Maybe user_is_anon for more correctly scheme (now we detect anons via regex or just if user_id not existing). This is not necessary, just for perfectionism :).

P.s: Wishlist 2021

Several combined streams are bad for mobile (higher traffic, mobile device load)

You can subscribe to multiple streams in the same HTTP connection, e.g. https://stream.wikimedia.org/v2/stream/page-create,page-delete . There will be duplicate data fields across some of these streams, but at least you don't have to manage more connections.

Also, it isn't going to be possible to put all data in one stream. revision-tags-change is a good example; tags change after a revision is created, so we can't capture that in revision-create. recentchange itself is basically a bunch of distinct streams jammed into one. Depending on the use case, recentchange might be more unnecessary data than joining just the streams you need, since you are getting every type of change.

For some useful stuff, we do try to include it in one stream when we can (that's why there's so much redundant data across the streams).

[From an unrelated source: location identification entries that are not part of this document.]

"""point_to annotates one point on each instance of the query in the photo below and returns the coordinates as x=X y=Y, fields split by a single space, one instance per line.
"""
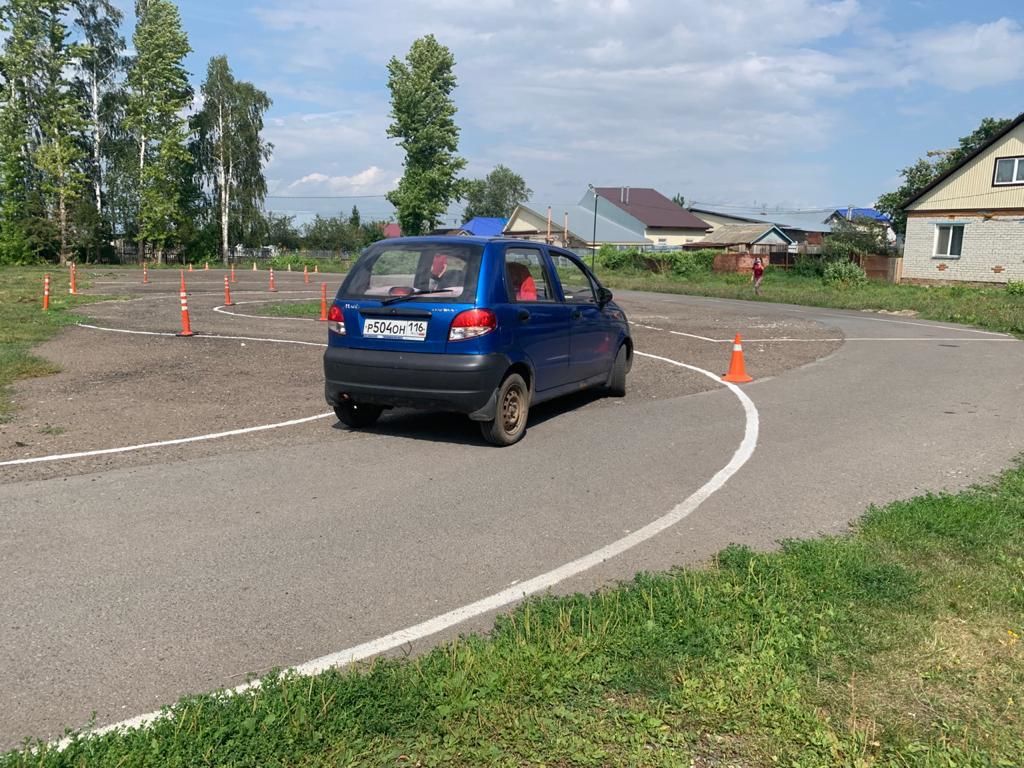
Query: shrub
x=843 y=273
x=809 y=266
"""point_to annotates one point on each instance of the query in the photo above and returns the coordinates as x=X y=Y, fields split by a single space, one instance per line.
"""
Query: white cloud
x=678 y=94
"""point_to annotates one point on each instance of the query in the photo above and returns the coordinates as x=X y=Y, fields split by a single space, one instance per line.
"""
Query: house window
x=948 y=241
x=1009 y=171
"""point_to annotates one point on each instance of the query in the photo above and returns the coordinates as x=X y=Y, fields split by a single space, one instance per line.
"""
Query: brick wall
x=992 y=252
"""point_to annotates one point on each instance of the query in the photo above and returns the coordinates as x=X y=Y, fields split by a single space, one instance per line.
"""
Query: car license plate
x=394 y=329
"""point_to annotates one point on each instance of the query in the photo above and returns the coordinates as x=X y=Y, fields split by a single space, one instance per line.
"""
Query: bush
x=843 y=273
x=808 y=266
x=692 y=263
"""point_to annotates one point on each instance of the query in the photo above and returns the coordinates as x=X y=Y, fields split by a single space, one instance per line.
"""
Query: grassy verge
x=993 y=308
x=896 y=645
x=23 y=324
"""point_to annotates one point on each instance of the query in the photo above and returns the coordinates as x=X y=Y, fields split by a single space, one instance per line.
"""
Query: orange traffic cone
x=185 y=325
x=737 y=369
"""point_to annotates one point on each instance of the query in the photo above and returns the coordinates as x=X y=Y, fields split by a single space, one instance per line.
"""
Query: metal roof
x=740 y=235
x=650 y=207
x=808 y=221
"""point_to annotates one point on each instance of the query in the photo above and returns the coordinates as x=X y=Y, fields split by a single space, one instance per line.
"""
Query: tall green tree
x=60 y=155
x=230 y=151
x=497 y=195
x=423 y=121
x=101 y=65
x=20 y=203
x=927 y=169
x=158 y=93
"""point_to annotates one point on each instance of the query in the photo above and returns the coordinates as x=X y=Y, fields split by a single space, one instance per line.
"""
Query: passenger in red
x=759 y=273
x=521 y=283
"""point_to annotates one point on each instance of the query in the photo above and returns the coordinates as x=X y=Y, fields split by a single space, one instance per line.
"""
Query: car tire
x=357 y=415
x=512 y=411
x=616 y=377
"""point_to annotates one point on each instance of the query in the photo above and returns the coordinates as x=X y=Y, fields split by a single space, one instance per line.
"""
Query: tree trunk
x=223 y=183
x=97 y=181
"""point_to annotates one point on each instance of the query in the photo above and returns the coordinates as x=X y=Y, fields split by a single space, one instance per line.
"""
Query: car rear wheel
x=513 y=410
x=616 y=377
x=357 y=415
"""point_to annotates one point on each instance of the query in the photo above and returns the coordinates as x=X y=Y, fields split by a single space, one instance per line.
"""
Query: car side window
x=525 y=275
x=577 y=285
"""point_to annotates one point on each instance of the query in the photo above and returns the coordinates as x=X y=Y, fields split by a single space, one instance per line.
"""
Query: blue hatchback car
x=482 y=327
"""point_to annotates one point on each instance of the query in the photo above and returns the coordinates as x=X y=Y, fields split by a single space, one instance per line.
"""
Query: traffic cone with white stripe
x=185 y=324
x=737 y=369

So, let me summarize your request and you can confirm.

  • expose revision-tags-change publicly
  • create and expose a page-patrolled-change (am I correct in assuming that it is pages that are patrolled, not specific revisions?).
  • To revision-create, add:
    • patrolled - a boolean, true if the revision's page(?) was patrolled at the time of revision create.
    • If possible, add an initial revision tags field.
    • Add old_rev_length (probably we'll call this parent_rev_length).
    • Maybe add a performer.user_is_anonymous field
    • Maybe add a performer.gender` field (do we actually have this information? This one seems a little sketchy)

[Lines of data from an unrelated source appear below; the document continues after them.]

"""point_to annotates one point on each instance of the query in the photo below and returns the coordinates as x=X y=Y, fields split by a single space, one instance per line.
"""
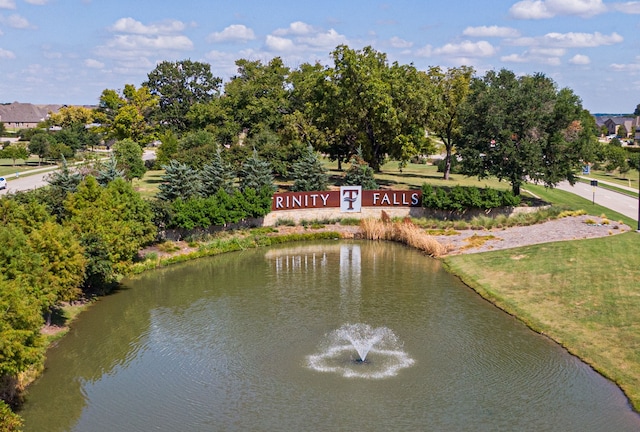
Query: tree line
x=222 y=145
x=517 y=128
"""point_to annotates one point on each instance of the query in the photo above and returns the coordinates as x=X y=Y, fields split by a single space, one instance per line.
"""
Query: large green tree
x=522 y=128
x=128 y=155
x=451 y=88
x=112 y=222
x=309 y=174
x=127 y=114
x=257 y=96
x=379 y=107
x=180 y=85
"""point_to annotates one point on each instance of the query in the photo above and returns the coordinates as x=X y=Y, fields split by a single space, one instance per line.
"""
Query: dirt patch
x=458 y=242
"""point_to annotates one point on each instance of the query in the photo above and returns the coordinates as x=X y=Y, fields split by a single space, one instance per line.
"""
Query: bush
x=220 y=209
x=455 y=165
x=459 y=198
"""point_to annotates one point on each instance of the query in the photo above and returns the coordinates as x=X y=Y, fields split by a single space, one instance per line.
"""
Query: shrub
x=459 y=198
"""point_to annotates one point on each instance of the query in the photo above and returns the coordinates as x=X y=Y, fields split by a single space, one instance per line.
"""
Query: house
x=614 y=124
x=18 y=115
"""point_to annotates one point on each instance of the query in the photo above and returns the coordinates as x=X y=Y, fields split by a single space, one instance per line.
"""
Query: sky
x=69 y=51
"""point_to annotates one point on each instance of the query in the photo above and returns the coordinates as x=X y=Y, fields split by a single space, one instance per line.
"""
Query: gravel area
x=569 y=228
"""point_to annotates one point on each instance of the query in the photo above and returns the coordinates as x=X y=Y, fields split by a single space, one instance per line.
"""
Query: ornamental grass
x=401 y=231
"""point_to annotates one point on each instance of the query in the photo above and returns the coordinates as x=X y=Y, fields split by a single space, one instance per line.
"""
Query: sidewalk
x=631 y=189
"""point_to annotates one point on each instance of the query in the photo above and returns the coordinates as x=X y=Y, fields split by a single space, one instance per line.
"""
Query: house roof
x=17 y=112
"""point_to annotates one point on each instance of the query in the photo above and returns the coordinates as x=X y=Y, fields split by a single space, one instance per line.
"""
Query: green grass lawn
x=629 y=179
x=584 y=294
x=8 y=168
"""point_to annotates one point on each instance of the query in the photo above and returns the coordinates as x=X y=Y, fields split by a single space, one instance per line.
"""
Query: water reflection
x=222 y=344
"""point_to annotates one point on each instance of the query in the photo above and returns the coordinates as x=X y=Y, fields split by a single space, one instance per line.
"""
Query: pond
x=270 y=339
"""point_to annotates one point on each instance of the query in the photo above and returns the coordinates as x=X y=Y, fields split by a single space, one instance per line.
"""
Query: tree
x=178 y=86
x=167 y=149
x=44 y=257
x=257 y=96
x=20 y=325
x=217 y=174
x=129 y=156
x=256 y=174
x=451 y=88
x=616 y=158
x=65 y=179
x=40 y=145
x=360 y=173
x=622 y=131
x=128 y=115
x=309 y=174
x=522 y=128
x=112 y=223
x=109 y=171
x=68 y=116
x=380 y=108
x=15 y=151
x=179 y=181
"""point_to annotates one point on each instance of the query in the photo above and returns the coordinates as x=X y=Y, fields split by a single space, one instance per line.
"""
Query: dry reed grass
x=404 y=232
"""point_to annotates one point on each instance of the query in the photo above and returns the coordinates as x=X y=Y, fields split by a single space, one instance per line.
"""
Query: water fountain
x=359 y=350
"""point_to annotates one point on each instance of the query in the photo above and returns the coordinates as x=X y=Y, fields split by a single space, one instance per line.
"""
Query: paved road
x=623 y=204
x=34 y=180
x=37 y=177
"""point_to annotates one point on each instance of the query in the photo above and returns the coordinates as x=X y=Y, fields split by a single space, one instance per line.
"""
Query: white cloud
x=548 y=56
x=93 y=64
x=466 y=49
x=297 y=28
x=6 y=54
x=632 y=8
x=425 y=51
x=233 y=33
x=580 y=59
x=130 y=25
x=7 y=4
x=277 y=43
x=570 y=40
x=47 y=53
x=629 y=67
x=397 y=42
x=136 y=43
x=491 y=31
x=137 y=46
x=304 y=38
x=15 y=21
x=324 y=41
x=541 y=9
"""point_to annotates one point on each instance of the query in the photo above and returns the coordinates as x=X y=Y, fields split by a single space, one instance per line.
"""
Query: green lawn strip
x=584 y=294
x=611 y=188
x=574 y=202
x=629 y=179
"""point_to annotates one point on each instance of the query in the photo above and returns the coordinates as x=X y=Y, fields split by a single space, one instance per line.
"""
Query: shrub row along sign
x=350 y=199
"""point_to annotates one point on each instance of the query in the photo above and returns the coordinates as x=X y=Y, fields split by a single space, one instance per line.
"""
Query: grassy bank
x=583 y=294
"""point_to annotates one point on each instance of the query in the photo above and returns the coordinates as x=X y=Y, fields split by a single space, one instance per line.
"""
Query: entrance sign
x=350 y=199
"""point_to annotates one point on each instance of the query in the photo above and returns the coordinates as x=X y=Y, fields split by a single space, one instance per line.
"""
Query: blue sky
x=68 y=51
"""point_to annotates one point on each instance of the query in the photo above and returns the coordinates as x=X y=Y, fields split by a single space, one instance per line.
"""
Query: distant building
x=613 y=124
x=18 y=115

Is this a correct summary of your request?

Yes, I confirm this summarise.

am I correct in assuming that it is pages that are patrolled, not specific revisions?

As I understand (RCFeed / recentchanges’ schema), it’s revisions which not patrolled automatically (autopatrol).

do we actually have this information? This one seems a little sketchy

Hmm. API: usprop=gender.

fdans triaged this task as Medium priority.Jan 28 2021, 5:43 PM
fdans moved this task from Incoming to Event Platform on the Analytics board.

If recentchange has exactly the same data for edits as revision-create apart from these changes, I would be OK with it not having performer array, otherwise I would also prefer having performer array there. I can’t check this right now myself, but not having old revision length would’ve been a definite issue. (Not as in matching data keys, but as in all major data being present in both streams.)

Hey, Can we get any updates on this please? @Ottomata @Pchelolo

There isn't a lot of priority around this, but there is talk about making revision-tags-change public in T280538: Capture rev_is_revert event data in a stream different than mediawiki.revision-create.

I'm not sure, but https://gerrit.wikimedia.org/r/c/679353 may make it not possible to get the patrolled information in revision-create.

If anyone wants to try to augment revision-create with this information, we'd certainly accept some patches! The code that creates this event is in the EventBus extension (but note that the linked function is about to lose the EditResult parameter).